The only other solution is that the world needs to build new heavy-water fission reactors to produce fuel for fusion reactors. To borrow from “The Matrix,” “fate, it seems, is not without a sense of irony.” Fusion scientists have been bashing fission reactor technology for decades.
Next: The Fusion Fuel Discrepancy: The Misleading Claims
References
- Mohamed Abdou, NAS Committee in La Jolla, Calif., Feb. 26, 2018
- Richard J. Pearson, Armando B. Antoniazzi, William J. Nuttall, “Tritium Supply and Use: A Key Issue for the Development of Nuclear Fusion Energy,” Fusion Engineering and Design, (May 31, 2018) 136, (B), 1140-1148
- Kovari, M. Coleman, I. Cristescu, and R. Smith, “Tritium Resources Available for Fusion Reactors,” (Dec. 21, 2017) Nuclear Fusion, 58 (2)
- L. Jassby, C.A. Gentile, G. Ascione, H.W. Kugel, A.L. Roquemore, and A. Kumar, “Tritium Production in He-3 Gas cells Immersed in the Tokamak Fusion Test Reactor Neutron Field,” (1999) Review of Scientific Instruments 70, 1115-1118
- Mohamed Abdou, Marco Riva, Alice Ying, Christian Day, Alberto Loarte, L.R. Baylor, Paul Humrickhouse, Thomas F. Fuerst and Seungyon Cho, “Physics and Technology Considerations for the Deuterium-Tritium Fuel Cycle and Conditions for Tritium Fuel Self Sufficiency,” (Nov. 23, 2020) Nuclear Fusion, 61 (1)
Oct. 17, 2021 Notes: A reader asks: In the Abdou chart it says ITER will burn 0.9kg of tritium per year. In the Starfire chart, it says Starfire would burn 0.5kg per day. That’s about 203 times more than ITER. Why were these tritium consumption numbers are so far apart? Daniel Jassby answers: Starfire was supposed to operate continuously. ITER will have, at most, 1,000 pulses of 400 sec length. 400,000 sec is about 1% of a year. The projected ITER fusion power is about 20% of the Starfire fusion power. There you have a factor of 500.

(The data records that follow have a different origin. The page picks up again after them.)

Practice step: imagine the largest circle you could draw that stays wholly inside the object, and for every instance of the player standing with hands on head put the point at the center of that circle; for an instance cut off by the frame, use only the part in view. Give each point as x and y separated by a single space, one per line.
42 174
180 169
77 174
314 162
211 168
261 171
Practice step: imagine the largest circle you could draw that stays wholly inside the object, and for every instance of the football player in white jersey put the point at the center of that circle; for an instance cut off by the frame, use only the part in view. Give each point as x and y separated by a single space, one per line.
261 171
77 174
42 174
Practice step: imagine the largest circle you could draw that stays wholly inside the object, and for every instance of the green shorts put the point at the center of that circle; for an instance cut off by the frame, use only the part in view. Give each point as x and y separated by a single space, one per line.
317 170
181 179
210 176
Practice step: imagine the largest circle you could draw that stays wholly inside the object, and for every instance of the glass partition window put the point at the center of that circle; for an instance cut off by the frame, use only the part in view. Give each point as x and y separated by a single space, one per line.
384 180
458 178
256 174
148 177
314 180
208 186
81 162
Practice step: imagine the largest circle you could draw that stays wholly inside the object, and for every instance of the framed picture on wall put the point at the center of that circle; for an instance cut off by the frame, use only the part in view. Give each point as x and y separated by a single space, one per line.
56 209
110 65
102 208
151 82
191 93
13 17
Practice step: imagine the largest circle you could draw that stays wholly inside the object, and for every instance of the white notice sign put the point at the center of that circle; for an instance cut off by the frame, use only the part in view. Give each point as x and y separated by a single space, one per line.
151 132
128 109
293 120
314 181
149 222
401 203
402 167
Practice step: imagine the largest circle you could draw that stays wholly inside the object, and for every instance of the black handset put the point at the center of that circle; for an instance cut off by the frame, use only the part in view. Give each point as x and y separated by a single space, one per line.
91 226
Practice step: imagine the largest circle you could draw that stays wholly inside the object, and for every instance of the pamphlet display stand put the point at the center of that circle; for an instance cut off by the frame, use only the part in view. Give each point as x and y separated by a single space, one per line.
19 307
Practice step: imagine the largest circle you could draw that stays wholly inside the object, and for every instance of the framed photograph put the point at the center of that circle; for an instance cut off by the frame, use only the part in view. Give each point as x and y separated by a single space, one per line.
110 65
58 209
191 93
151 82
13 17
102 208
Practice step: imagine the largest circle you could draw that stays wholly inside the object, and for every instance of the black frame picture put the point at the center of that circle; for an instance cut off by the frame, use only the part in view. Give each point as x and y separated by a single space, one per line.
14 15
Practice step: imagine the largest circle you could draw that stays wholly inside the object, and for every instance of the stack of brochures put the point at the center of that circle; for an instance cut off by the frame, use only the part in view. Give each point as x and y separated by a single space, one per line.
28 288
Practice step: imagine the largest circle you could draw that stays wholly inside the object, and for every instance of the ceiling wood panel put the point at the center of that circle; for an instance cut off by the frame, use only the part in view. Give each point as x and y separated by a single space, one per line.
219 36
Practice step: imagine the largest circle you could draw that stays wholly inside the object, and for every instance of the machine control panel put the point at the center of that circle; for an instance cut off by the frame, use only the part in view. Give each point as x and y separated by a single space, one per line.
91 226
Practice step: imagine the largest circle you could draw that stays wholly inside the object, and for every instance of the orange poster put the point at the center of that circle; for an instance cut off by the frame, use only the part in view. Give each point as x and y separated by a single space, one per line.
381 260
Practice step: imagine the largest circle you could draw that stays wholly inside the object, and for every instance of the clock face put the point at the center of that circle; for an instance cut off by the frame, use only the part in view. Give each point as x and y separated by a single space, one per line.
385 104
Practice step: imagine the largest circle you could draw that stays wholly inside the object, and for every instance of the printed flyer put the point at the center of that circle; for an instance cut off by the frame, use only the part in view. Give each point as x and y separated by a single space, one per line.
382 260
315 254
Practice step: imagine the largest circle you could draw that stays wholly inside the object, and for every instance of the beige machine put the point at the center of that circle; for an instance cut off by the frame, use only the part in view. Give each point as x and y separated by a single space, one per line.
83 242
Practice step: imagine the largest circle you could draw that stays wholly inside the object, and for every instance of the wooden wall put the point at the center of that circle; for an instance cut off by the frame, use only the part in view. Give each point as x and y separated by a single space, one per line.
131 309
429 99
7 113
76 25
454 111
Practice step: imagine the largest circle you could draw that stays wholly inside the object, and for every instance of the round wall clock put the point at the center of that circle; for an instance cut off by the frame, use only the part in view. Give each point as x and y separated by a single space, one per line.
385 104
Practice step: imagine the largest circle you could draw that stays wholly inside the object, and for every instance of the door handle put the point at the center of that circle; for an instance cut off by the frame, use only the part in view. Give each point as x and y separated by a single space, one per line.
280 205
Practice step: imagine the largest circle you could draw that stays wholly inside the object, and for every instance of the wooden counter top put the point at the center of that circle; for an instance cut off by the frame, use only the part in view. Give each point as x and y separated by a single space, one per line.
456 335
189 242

Thanks to Daniel Jassby for pointing out the following clarification about the alternative tritium sources shown in this graph. Hollenberg et al. show the CANDU tritium production rate at 2.9 kg/year per GW of electric power. According to Jassby, a single CANDU reactor produces 0.2 kg of tritium/yr/GW as an unintended byproduct. Thus, the Hollenberg et al. 1984 value assumes a quantity of 10 tritium-producing CANDU reactors. Hollenberg et al. show the tritium production rate from special light-water reactors, which must be intentionally equipped to breed tritium, at 5.4 kg/yr/GW. According to Jassby, a single such reactor produces at most, 2 kg/yr/GW of tritium. Thus, the Hollenberg et al. value assumes a quantity of 3 such reactors.